I spent several months promoting my television show, “The Heart of Beauty”. It was a hectic and emotional time. The show received high praise yet continued to be rejected by networks. I persevered for Christine and her family to have a chance to tell their story to the world. I kept going for every person who had been through a life-altering event and managed to keep their families as well as their sanity in tact, including myself.

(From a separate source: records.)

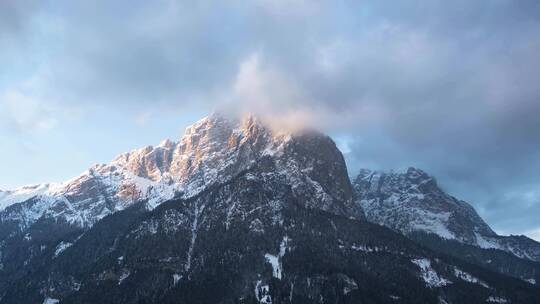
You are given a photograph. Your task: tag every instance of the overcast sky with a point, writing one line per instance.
(449, 86)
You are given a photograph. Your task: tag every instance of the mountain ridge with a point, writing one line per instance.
(411, 201)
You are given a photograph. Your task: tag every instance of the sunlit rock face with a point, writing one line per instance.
(212, 151)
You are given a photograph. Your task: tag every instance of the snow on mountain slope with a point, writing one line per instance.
(212, 151)
(411, 201)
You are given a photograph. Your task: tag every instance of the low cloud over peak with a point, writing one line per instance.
(449, 86)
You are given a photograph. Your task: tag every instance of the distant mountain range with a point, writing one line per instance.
(237, 212)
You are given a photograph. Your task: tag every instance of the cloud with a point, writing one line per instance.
(23, 114)
(449, 86)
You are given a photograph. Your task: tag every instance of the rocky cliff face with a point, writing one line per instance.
(212, 151)
(411, 201)
(251, 239)
(236, 212)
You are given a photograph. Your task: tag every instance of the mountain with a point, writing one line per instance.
(212, 151)
(235, 212)
(410, 201)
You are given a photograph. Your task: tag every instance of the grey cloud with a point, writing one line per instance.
(450, 86)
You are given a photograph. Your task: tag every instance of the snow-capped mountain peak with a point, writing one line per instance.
(212, 151)
(410, 200)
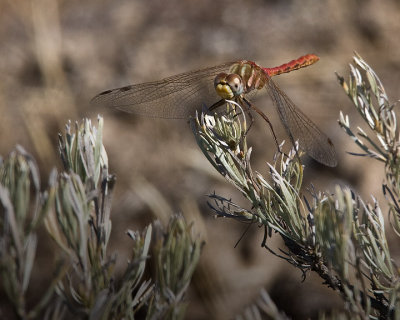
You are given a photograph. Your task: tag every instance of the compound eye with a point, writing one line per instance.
(220, 79)
(236, 83)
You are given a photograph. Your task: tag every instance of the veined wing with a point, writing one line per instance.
(178, 96)
(300, 127)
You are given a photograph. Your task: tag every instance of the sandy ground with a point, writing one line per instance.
(56, 55)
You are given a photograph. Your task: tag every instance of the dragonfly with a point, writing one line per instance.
(180, 96)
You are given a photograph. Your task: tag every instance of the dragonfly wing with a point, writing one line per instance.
(177, 96)
(300, 127)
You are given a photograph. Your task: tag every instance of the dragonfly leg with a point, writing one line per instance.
(262, 114)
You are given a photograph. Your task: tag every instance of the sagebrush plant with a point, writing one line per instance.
(75, 208)
(339, 236)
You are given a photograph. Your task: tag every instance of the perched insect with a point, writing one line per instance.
(181, 95)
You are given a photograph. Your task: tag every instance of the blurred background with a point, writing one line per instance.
(56, 55)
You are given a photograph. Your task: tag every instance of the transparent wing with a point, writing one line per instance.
(300, 127)
(178, 96)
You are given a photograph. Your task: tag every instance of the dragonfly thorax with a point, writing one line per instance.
(253, 76)
(229, 86)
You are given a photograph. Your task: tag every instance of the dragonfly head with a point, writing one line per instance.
(228, 86)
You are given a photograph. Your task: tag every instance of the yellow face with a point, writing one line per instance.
(228, 86)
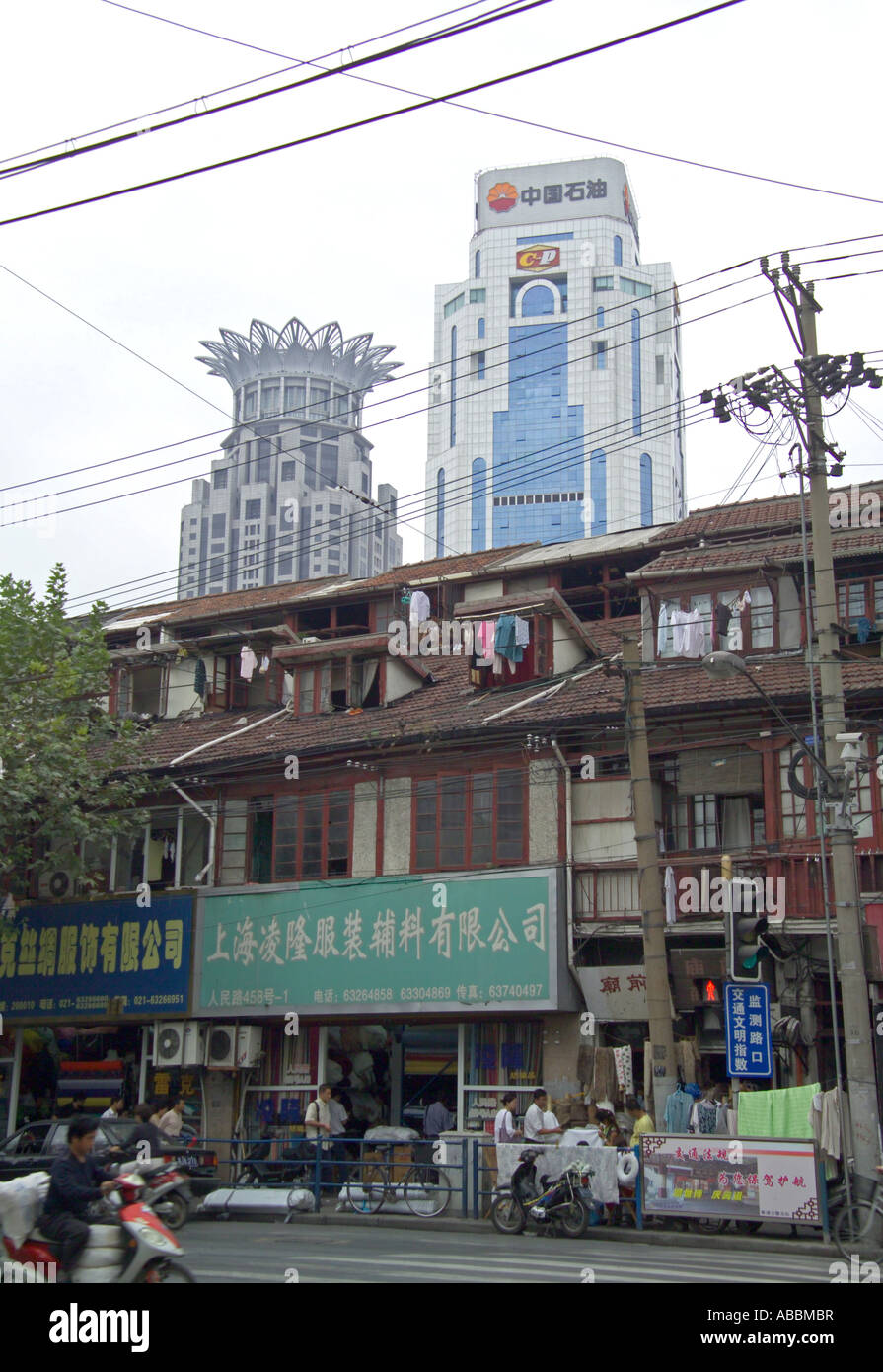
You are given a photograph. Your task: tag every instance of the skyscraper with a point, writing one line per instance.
(276, 507)
(555, 391)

Christine’s son Mikey turned five years old a month after we filmed the sizzle reel. Bobby, Miss J and I attended Mikey’s fifth birthday party. Several parents at his party had children with Autism. None of them had seen the tape, but they had all heard about it. I was overwhelmed by how many people expressed their gratitude to me for wanting to bring the true story of what the life of a family living with an Autistic child was like, especially since my child and my family had not been personally affected by this issue. Autism is a silent epidemic in this country, affecting 1 in 50 children. Christine’s friends shared with me with how much their lives changed after hearing their child’s diagnosis. By the time most of their kids reached two or three years old, birthday party invites decreased, as did invitations to summer bbq’s and play dates with friends who were not on the spectrum. One couple lost touch with friends they had for decades. I could relate to them. Having a postpartum hemorrhage and PTSD was very isolating for me in the beginning. I would be lying to you if I said that all of my friendships have remained the same during the last four years. Some friends have cheered me on publicly since the beginning of this journey, some privately and some I haven’t heard from since Miss J was born.Very few people who I would have described as my close friends before Miss J was born have stood by my side as I have told my birth trauma and PTSD story to the world. Not only did becoming a mom change the dynamic of many of my friendships- but being a mom who is willing to expose the not so perfect aspects of parenthood has had some negative impact on my life.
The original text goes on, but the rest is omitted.